Tuesday, April 14, 2009

Good news and bad news

Well, I just went to David's IEP (Independant Education Plan) meeting and he has officially been put on an IEP due to his emotional issues (depression, adhd) as well as his academic ones. I know that that is a good thing because now he will get the help from the school district that he needs both emotionally (counseling) and academically (smaller classes with extra help). My brain knows that and is dealing with it pretty well but my heart is not dealing with it as well as my brain. Now that both of my kids are on IEPs and in special classes, I REALLY feel like a failure as a parent both in nature as well as nurture (more nature though). WHAT IS WRONG WITH MY GENES!?!?! Both my kids have different fathers, I had completely opposite pregnancies, labor and deliveries with them. They are even different sexes. The only common factor in them is ME!!!

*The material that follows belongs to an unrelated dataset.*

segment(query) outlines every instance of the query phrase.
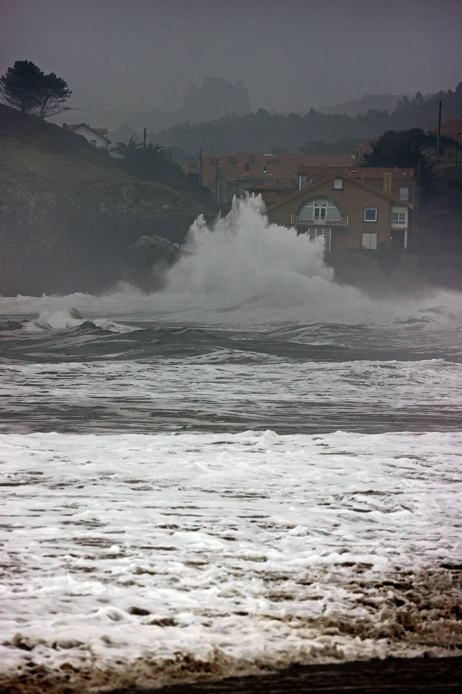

I realize that alcohol is a really bad way for me to cope with stress but it is one of the quickest and I am really trying not to use that particular crutch. Sooooo, here I am pouring out my heart via words and hoping that that with do for the time being. I am soooo not one to cry at the drop of a hat but I am having a hard time keeping the tears in. One of the problems is that I am feeling particularly selfish right now and that is making me feel guilty. This is really not about me but about my kids but . . . . .
I really miss my Mom.
I also realized at the IEP that since David was able to get into the IEP program with the issues that he has and since I had the EXACT SAME ISSUES THROUGHOUT SCHOOL, I could have also been helped but, unfortunately, I slipped through the cracks just like my brother and I have had to deal with that alone without any help for over 30 years.
I yelled at John today because the phone was cut off because we forgot to pay the bill and I finally paid with MY money and then when he called me, he told me that HE also paid it so now we are paid up on the phone bill but are almost $300 poorer and this is not a good time for that because John is struggling to get work. It wasn't his fault that we both did the same thing at the same time but he was the most convenient vent for me and that was wrong on my part.
I just wish sometimes that life wasn't ALWAYS SOOOOOO HARD. I could use a little bit of easy in my life but that doesn't seem to be in the cards for me. I know other people have some easy in thier lives and it makes me really frustrated and jealous. Especially when I see people who have 5 kids all doing well in school, living in a nice house with nice cars and nice jobs after having nice normal childhoods and I wonder why they are so lucky. What did they do right that I have so obviously done so wrong?
I am trying to get this all out of my system now so that I can put on a HAPPY FACE when David comes home so that looks at this IEP as a positive thing and not a negative thing. Well I am going to sign off, make something to eat curl up in my Snuggie and watch the news.